Decoupled DiLoCo is not only more resilient to failures, but is also practical for executing production-level, fully distributed pre-training. We successfully trained a 12 billion parameter model across four separate U.S. regions using 2-5 Gbps of wide-area networking (a level relatively achievable using existing internet connectivity between datacenter facilities, rather than requiring new custom network infrastructure between facilities). Notably, the system achieved this training result more than 20 times faster than conventional synchronization methods. This is because our system incorporates required communication into longer periods of computation, avoiding the “blocking” bottlenecks where one part of the system must wait for another.
Driving the evolution of AI training infrastructure
At Google, we take a full-stack approach to AI training, spanning hardware, software infrastructure and research. Increasingly, gains are coming from rethinking how these layers fit together.

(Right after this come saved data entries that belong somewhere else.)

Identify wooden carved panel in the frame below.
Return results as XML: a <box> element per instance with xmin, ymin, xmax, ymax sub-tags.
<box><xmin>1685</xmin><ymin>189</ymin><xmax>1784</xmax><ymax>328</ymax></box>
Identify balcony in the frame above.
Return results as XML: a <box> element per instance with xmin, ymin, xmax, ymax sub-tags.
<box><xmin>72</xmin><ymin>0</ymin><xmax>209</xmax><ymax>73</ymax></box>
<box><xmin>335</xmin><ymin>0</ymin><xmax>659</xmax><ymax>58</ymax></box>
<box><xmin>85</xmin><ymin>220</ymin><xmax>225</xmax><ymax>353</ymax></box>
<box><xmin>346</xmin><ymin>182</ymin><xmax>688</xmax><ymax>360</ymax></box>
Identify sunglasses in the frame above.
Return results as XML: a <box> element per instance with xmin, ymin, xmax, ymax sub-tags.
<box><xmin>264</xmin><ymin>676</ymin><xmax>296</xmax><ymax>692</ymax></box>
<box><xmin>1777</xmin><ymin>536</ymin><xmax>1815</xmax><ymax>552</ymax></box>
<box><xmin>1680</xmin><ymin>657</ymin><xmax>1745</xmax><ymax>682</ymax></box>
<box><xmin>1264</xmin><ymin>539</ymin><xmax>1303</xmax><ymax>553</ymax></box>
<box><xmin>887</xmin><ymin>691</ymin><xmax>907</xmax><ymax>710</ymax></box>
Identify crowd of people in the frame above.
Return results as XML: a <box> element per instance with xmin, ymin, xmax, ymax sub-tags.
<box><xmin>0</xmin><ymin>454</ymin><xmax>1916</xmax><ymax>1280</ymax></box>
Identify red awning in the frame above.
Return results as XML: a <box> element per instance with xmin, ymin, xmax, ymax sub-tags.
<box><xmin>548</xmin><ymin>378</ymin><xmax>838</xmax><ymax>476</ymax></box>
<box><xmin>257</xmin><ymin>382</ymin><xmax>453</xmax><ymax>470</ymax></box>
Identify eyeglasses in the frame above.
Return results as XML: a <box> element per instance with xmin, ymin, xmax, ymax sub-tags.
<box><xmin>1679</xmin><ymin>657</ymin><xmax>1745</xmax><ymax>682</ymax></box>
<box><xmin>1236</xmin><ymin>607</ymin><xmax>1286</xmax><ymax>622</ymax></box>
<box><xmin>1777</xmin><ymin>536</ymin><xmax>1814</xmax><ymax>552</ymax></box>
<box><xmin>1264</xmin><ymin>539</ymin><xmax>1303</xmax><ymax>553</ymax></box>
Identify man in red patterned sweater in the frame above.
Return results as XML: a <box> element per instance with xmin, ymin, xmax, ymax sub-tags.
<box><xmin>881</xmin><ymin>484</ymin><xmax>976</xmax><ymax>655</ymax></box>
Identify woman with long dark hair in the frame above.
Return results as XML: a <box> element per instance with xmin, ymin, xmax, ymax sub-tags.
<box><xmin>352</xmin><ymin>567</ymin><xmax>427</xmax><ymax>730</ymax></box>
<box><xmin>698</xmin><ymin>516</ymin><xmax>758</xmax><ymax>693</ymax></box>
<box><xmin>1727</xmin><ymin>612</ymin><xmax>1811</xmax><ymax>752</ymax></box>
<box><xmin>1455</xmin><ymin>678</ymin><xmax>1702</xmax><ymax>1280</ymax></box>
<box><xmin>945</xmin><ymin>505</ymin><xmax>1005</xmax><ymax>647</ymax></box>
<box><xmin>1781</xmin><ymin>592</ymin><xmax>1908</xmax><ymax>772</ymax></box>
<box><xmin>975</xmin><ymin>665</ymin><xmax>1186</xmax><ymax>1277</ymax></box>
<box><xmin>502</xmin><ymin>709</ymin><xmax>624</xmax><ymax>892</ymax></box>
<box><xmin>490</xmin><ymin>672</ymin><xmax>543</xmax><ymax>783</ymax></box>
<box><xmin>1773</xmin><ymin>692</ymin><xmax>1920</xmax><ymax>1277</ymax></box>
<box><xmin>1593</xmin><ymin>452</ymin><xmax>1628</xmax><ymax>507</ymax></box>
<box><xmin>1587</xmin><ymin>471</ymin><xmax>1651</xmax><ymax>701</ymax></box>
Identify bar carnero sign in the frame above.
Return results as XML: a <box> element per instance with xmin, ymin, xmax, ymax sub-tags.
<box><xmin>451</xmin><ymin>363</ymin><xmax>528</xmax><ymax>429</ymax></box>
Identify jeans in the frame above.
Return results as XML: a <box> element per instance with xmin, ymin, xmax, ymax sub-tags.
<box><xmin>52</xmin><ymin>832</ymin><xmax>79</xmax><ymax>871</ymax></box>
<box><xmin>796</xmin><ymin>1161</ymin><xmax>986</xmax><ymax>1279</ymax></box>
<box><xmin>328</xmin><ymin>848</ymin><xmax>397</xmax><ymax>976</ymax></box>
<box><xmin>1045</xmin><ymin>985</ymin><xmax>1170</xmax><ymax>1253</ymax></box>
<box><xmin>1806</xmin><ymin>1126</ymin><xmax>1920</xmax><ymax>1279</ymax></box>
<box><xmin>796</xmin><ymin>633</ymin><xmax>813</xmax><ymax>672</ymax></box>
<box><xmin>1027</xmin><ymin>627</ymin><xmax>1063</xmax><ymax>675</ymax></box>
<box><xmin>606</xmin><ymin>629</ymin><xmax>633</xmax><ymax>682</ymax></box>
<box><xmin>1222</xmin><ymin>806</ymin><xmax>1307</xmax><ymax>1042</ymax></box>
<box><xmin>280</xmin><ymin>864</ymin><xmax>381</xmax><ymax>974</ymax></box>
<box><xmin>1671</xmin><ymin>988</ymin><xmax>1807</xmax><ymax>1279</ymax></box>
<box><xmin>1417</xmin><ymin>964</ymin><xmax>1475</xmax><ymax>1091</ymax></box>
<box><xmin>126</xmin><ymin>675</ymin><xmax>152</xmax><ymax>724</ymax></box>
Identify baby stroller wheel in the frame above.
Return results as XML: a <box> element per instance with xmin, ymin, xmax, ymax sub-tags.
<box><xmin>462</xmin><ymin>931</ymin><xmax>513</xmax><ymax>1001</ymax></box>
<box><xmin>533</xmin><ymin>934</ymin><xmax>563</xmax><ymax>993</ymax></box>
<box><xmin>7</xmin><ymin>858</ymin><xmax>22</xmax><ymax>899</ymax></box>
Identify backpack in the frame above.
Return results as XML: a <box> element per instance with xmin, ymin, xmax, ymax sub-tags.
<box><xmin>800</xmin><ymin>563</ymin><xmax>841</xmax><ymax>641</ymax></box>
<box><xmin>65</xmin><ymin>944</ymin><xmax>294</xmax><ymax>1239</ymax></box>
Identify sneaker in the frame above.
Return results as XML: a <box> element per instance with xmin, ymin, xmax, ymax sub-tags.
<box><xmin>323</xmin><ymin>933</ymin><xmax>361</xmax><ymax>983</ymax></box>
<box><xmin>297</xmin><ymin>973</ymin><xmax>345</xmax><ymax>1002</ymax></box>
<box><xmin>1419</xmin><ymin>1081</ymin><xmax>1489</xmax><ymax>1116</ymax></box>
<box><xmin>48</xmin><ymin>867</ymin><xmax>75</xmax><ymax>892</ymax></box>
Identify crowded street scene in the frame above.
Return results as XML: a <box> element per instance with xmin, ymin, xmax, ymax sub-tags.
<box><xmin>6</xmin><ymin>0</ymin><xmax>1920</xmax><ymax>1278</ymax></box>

Decoupled DiLoCo is one example. By enabling training jobs at internet-scale bandwidth, it can tap any unused compute wherever it sits, turning stranded resources into useful capacity.
Beyond efficiency and resilience, this training paradigm also unlocks the ability to mix different hardware generations, such as TPU v6e and TPU v5p, in a single training run. This approach not only extends the useful life of existing hardware, but also increases the total compute available for model training. In our experiments, chips from different generations running at different speeds still matched the ML performance of single-chip-type training runs, ensuring that even older hardware can meaningfully accelerate AI training.
What’s more, because new generations of hardware don’t arrive everywhere all at once, being able to train across generations can alleviate recurring logistical and capacity bottlenecks.
As we push the frontiers of AI infrastructure today, we’re continuing to explore approaches to resilient systems needed to unlock the next generation of AI.